The winning streak has been long, but it hasn’t been especially diverse; win after win after win has seen Cleveland thumping their opponents soundly and unequivocally. Heading into tonight’s game against Kansas City, they’d outscored the opposition by more than 100 runs. (139 to 35.) In 189 innings of baseball, they’d only trailed for a total of four. Tonight, though, was not like any of the games that had come before—tonight, for the first time in weeks, it seemed like Cleveland might actually lose.

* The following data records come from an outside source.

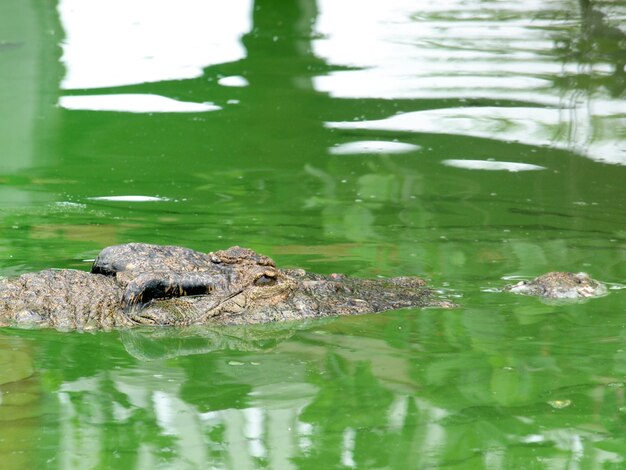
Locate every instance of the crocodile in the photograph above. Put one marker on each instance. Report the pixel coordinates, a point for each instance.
(560, 286)
(143, 284)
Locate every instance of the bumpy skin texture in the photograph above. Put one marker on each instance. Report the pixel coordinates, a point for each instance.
(145, 284)
(560, 286)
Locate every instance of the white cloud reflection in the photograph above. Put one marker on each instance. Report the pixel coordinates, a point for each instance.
(117, 42)
(372, 147)
(134, 103)
(492, 165)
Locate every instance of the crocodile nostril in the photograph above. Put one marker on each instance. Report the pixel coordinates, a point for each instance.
(265, 280)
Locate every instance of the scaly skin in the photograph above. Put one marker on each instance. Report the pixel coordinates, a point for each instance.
(166, 285)
(560, 286)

For the first time since the streak began, they trailed after the seventh. Down 2-1 in the eighth, they loaded the bases only to pop out twice in foul territory to end the inning. But down to their last chance in the ninth, with two out and a runner on second, Francisco Lindor sent them to extras:
They rolled smoothly through the tenth. José Ramírez dug out an extra base to stretch a single into a double, Edwin Encarnacion turned an 0-2 count into a walk, and August acquisition Jay Bruce ended things with a double down the line:
Where this stands in the record books is something of a matter of a debate: thanks to Cleveland’s streak, the MLB record for most consecutive wins has been under scrutiny lately. The official mark of 26 games is held by the 1916 New York Giants, but the fact that a game in the middle of the streak was rained out with the score tied after eight innings and replayed the next day has made that somewhat controversial. At the time, games weren’t suspended and picked up at a later date for a rainout; rather, the teams acted like the innings that happened before the rainout never happened and just started the game over whenever they could. (Confusingly enough, however, players’ individual stats from the pre-rainout innings were still counted.) So the Giants replayed the rained-out game by scheduling a doubleheader the next day, and they won. This means that it wasn’t quite 11-game win streak, rainout tie, 15-game win streak so much as it was 11-game win streak, game cut short by rain before being played over from the beginning and won the next day to continue what would become 26-game win streak.
But it doesn’t matter so much, because Cleveland is going to win 27 games, because this team is never going to lose again. Goddamn.